Did you think that Toy Story Land at Walt Disney World and Toy Story 4 were the only new ventures starring Woody, Buzz, Jessie, and all their pals that Disney had up its sleeve? Think again — because the company just announced that a Toy Story hotel is coming to Tokyo Disney within the next few years. It’s certainly turning out to be a banner year for the long-running Disney Pixar property, is it not? Not bad for a franchise that just celebrated its 23rd birthday. (The original Toy Story movie was released on Nov. 22, 1995. Related: Wow, do I feel old.)
The Tokyo Disney Toy Story-themed hotel will be the second such accommodation to have opened its doors on Disney property. On June 16, 2016, Shanghai Disney opened its gates to the public — and along with the park opening, two themed resort hotels began welcoming guests, too: The Shanghai Disneyland Hotel and the Toy Story Hotel.

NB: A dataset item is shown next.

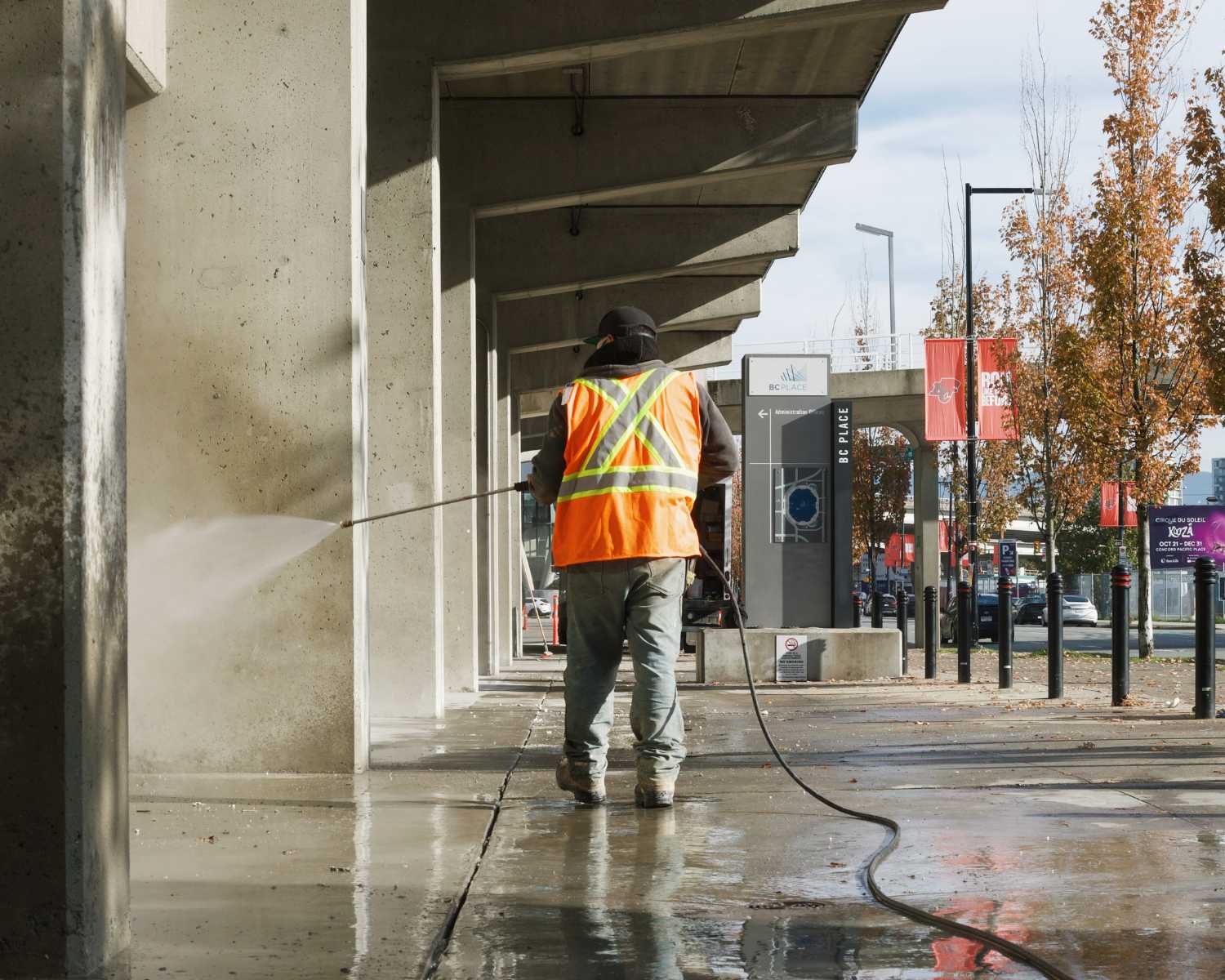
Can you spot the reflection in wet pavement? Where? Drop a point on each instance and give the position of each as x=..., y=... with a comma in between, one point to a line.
x=1105, y=859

The former is described in a post announcing the opening on the Walt Disney Company’s website as “an elegant Art Nouveau-inspired resort with a touch of Disney magic and imagination,” while the latter is said to “[immerse] guests in a world inspired by the toys from the Disney Pixar series of Toy Story animated films.”
Tokyo Disney’s Toy Story hotel, which has yet to be officially named, sounds like it will have similar aims. According to a press release from Oriental Land Co., Ltd., which owns and operates Tokyo Disney, the backstory of the hotel involves Andy “[embarking] on the ultimate backyard project: a building to house all his toys.” However, Andy has been called away by his mom, thereby enabling the toys to “take over the ‘toy’ tower and open it as a hotel for all the ‘honorary’ toys of the world.” (Sounds a bit like the premise for Toy Story Land in both Shanghai Disney and Walt Disney World, doesn’t it?) Its planned opening is set for the 2021 fiscal year, so it could start welcoming guests anytime between April 1, 2021 and March 31, 2022.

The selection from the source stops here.